De type point and click, le jeu se dirige uniquement à la souris. On visite une série de tableaux fixes, clique là où l’on veut se déplacer. Peu sexy, à contretemps des productions actuelles où l’action est balisée, le genre date des années 1990, une période bénie pour Jean-Baptiste De Clerfayt qui « ne jouait qu’à ça ». « Quand j’ai vu, il y a quatre ans, qu’un grand créateur de l’époque levait des millions pour un projet de jeu qui réhabilite ce style à l’ancienne, j’ai voulu me lancer aussi. » L’humour constitue un ingrédient incontournable de nombreux point and click. Ainsi, Lancelot visite, sur les conseils de Dieu, un bar gay pour y chercher le Graal, croise un berger qui prend ses feuilles de cannabis géantes pour des moutons et des ménestrels de la « French nouvelle vague ». OK, le pinard est bon.
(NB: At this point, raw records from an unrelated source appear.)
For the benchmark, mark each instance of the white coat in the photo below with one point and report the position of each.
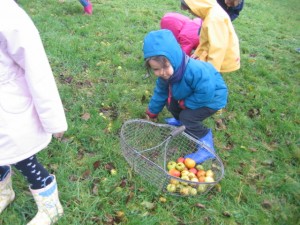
(30, 106)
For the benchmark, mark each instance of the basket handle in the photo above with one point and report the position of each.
(177, 131)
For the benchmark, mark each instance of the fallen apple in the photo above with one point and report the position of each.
(171, 188)
(199, 167)
(202, 188)
(193, 170)
(174, 172)
(193, 191)
(180, 166)
(174, 181)
(209, 180)
(180, 159)
(171, 165)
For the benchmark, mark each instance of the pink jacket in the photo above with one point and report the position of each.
(185, 30)
(30, 106)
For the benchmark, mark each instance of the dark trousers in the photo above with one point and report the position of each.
(191, 118)
(35, 173)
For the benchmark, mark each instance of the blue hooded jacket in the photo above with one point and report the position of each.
(197, 84)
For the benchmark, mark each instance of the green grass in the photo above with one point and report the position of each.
(97, 61)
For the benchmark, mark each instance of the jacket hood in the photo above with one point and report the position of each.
(162, 42)
(200, 7)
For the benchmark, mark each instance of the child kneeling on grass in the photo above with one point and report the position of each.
(31, 112)
(192, 90)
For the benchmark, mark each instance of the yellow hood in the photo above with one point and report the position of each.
(200, 7)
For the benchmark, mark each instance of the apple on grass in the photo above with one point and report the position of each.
(174, 172)
(180, 166)
(171, 165)
(199, 167)
(193, 170)
(180, 159)
(193, 191)
(171, 188)
(209, 179)
(202, 188)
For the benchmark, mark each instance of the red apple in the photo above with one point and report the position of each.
(189, 163)
(171, 165)
(193, 170)
(174, 172)
(180, 159)
(180, 166)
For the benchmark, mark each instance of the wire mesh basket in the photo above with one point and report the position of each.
(150, 149)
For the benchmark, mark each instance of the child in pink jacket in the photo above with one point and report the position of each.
(31, 112)
(185, 30)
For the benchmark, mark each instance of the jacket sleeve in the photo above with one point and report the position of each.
(159, 98)
(218, 36)
(202, 83)
(26, 49)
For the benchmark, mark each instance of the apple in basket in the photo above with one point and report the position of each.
(209, 173)
(171, 165)
(180, 159)
(174, 172)
(189, 163)
(180, 166)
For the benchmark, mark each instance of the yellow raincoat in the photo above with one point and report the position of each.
(219, 43)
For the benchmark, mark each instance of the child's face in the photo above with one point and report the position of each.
(159, 70)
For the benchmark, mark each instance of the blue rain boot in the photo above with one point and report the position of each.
(202, 154)
(173, 122)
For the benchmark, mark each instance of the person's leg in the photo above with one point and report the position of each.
(7, 194)
(35, 173)
(4, 171)
(43, 187)
(193, 121)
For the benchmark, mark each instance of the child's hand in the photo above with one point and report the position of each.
(59, 135)
(194, 56)
(151, 119)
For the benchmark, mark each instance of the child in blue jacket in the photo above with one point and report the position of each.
(192, 90)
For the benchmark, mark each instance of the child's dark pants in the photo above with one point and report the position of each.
(191, 118)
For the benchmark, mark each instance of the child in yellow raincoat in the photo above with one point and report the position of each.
(219, 43)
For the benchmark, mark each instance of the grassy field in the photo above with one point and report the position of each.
(98, 64)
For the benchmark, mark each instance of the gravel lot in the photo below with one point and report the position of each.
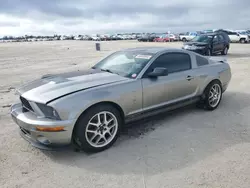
(186, 148)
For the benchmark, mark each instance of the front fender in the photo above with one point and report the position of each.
(127, 95)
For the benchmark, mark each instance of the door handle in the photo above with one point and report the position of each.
(190, 78)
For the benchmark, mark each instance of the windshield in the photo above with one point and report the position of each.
(127, 64)
(202, 38)
(243, 33)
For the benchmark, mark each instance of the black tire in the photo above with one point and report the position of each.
(225, 50)
(79, 139)
(242, 41)
(204, 102)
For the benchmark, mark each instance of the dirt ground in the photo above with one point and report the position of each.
(185, 149)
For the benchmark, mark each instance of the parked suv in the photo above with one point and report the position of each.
(208, 44)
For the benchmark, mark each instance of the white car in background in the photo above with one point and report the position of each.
(244, 36)
(188, 36)
(173, 37)
(95, 37)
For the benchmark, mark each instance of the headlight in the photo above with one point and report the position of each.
(48, 111)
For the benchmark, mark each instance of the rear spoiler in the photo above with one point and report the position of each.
(219, 59)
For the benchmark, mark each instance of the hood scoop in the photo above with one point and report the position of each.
(54, 79)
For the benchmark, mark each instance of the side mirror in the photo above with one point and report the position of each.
(158, 71)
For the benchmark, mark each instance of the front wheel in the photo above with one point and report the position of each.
(242, 41)
(97, 129)
(212, 96)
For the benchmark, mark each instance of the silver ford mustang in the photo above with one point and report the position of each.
(88, 108)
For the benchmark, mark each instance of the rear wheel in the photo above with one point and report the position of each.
(208, 52)
(97, 129)
(224, 52)
(242, 41)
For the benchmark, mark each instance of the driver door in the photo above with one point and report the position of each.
(179, 84)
Louis IX le sexy et le diacre zoophile

En nous forçant à dénicher de la logique au sein de l’absurde, la pratique du jeu vidéo façonne ici une perception neuve qui démystifie le sacré. À travers ses personnages, l’œuvre inclut des éléments historiques pour mieux les détourner. Saint François d’Assise aime fricoter avec les écureuils de la forêt de Brocéliande. Il dorlote un petit christ, sur sa croix, qui s’égosille : « Je ne suis plus un bébé, j’ai 33 ans. » Lancelot’s Hangover joue-t-il la provoc ? « Pour moi, il s’agit plus de tendresse », répond le développeur montois, qui a mis en page le journal Dimanche, hebdomadaire de l’Église catholique. D’éducation catho sans être croyant, il voit « quelque chose d’épique dans l’imagerie religieuse » qui le fascine. Oui, enfin, il y a un diacre zoophile, quand même.
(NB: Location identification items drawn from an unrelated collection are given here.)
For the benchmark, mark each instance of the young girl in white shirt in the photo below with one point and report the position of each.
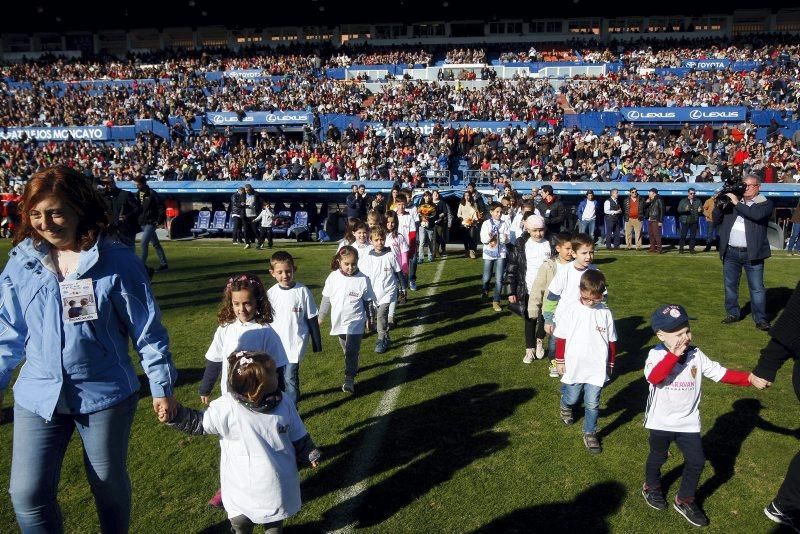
(399, 245)
(383, 270)
(295, 321)
(347, 294)
(244, 318)
(262, 440)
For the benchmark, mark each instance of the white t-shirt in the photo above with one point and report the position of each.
(244, 336)
(291, 308)
(258, 466)
(380, 269)
(567, 283)
(588, 332)
(406, 224)
(589, 211)
(348, 296)
(500, 229)
(536, 253)
(515, 228)
(673, 405)
(398, 244)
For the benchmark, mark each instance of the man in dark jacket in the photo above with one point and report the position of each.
(152, 216)
(238, 204)
(689, 211)
(784, 344)
(530, 244)
(743, 245)
(654, 207)
(633, 209)
(354, 204)
(123, 209)
(552, 210)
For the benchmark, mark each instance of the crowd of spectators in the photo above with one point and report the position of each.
(629, 153)
(404, 154)
(765, 90)
(638, 155)
(500, 100)
(466, 55)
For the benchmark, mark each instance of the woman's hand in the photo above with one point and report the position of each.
(165, 406)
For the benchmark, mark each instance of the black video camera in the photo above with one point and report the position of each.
(732, 184)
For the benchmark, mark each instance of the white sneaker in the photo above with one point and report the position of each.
(528, 356)
(539, 349)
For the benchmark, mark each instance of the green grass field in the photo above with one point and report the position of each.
(449, 431)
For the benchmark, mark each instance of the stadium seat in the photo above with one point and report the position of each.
(218, 224)
(202, 223)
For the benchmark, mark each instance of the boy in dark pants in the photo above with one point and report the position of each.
(674, 369)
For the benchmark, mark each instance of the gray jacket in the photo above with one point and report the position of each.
(756, 220)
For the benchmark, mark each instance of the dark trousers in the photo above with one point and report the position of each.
(238, 230)
(694, 460)
(613, 227)
(265, 232)
(470, 238)
(654, 233)
(687, 228)
(788, 499)
(441, 239)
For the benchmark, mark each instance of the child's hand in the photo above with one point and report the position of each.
(679, 348)
(163, 415)
(758, 382)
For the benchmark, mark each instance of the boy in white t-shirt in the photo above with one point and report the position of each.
(564, 287)
(675, 369)
(294, 318)
(586, 345)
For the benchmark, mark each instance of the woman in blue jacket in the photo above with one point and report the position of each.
(77, 373)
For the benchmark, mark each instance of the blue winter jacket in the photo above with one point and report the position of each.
(88, 362)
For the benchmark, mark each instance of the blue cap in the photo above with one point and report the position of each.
(669, 318)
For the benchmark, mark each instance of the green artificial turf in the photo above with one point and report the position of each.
(449, 431)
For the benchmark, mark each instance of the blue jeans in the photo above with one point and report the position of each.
(794, 239)
(38, 452)
(148, 235)
(292, 381)
(571, 394)
(496, 266)
(426, 239)
(586, 227)
(735, 261)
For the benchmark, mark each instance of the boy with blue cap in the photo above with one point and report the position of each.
(674, 370)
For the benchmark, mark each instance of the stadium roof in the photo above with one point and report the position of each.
(59, 16)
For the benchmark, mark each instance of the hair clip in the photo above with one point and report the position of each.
(243, 363)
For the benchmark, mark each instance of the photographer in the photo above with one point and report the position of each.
(742, 228)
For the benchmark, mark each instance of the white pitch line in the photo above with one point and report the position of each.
(366, 454)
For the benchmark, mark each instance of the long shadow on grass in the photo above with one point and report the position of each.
(723, 443)
(777, 297)
(628, 402)
(429, 442)
(420, 365)
(632, 336)
(588, 512)
(190, 375)
(465, 325)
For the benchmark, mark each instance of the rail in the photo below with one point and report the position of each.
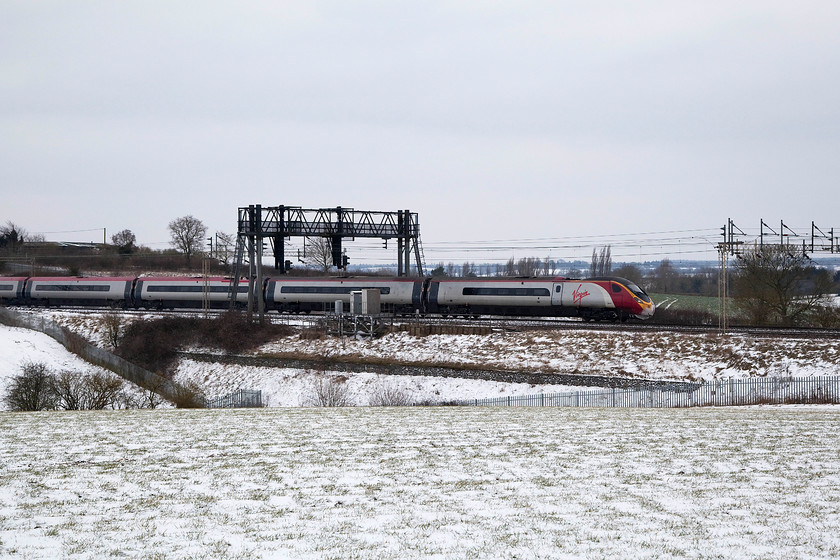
(726, 392)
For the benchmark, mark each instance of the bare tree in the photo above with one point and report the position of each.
(187, 235)
(12, 236)
(601, 264)
(125, 241)
(318, 253)
(73, 390)
(31, 389)
(225, 247)
(775, 284)
(388, 393)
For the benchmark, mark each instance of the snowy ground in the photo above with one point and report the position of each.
(382, 483)
(670, 356)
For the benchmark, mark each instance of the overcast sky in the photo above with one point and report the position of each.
(553, 122)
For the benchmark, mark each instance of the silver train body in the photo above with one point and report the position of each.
(607, 298)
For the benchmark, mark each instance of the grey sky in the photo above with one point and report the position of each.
(492, 120)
Un peu plus loin, Jean-Jacques le Gendarme, beau-parleur en armure, défie le joueur. Point d’ordalie ici. Il faut affronter ce fier défenseur du roi « Louis IX le sexy » en joute verbale. Sur fond de chauvinisme grotesque (« Respecte-nous, enfoiré de roast-beef, les Français ont inventé le ménage à trois »), il faut ruser pour discréditer l’adversaire. Les dialogues surréalistes transpirent l’autodérision « à la belge » : tout le monde en prend pour son grade. On pense aux duels d’insultes d’Escape from Monkey Island, auxquels De Clerfayt a rejoué avant de se lancer dans le développement. « Petit, j’étais le seul de mon entourage à être fan de ces jeux d’aventure. Maintenant, avec les forums en ligne, je rencontre d’autres aficionados. » Il s’est même rendu au AdventureX, à Londres, le salon dédié au genre.

Là-bas, l’indépendant a annoncé sa campagne de financement participatif. Un procédé courant dans l’industrie. Même les grands studios, comme Larian, basé à Gand, l’utilisent pour accroître la renommée des projets. En quatre mois de promotion à temps plein, il récolte 10 000 $ des joueurs, ravis que l’on dépoussière leur genre fétiche. Face aux grosses productions, calibrées au millimètre, cela a du sens, pour le public, de soutenir des titres authentiques et rétro. Certains investissent jusqu’à 700 $. Sans couvrir entièrement les coûts, ce Kickstarter permet de prendre la température avant de continuer l’autofinancement. « C’est aussi une façon d’être proche des gens, poursuit De Clerfayt. Ils testent des versions intermédiaires, commentent mes avancées et sont ravis d’y contribuer. » D’ici à la sortie en octobre, il reste à équilibrer la difficulté des énigmes. À Médor, après plusieurs heures à se gratter la tête, on a réussi à pénétrer le château des vierges effarouchées (ce n’est pas sale). On cherche encore comment convaincre saint François d’Assise de se dévêtir pour lui dérober sa toge. On a surtout peur de ce que pourrait être la solution.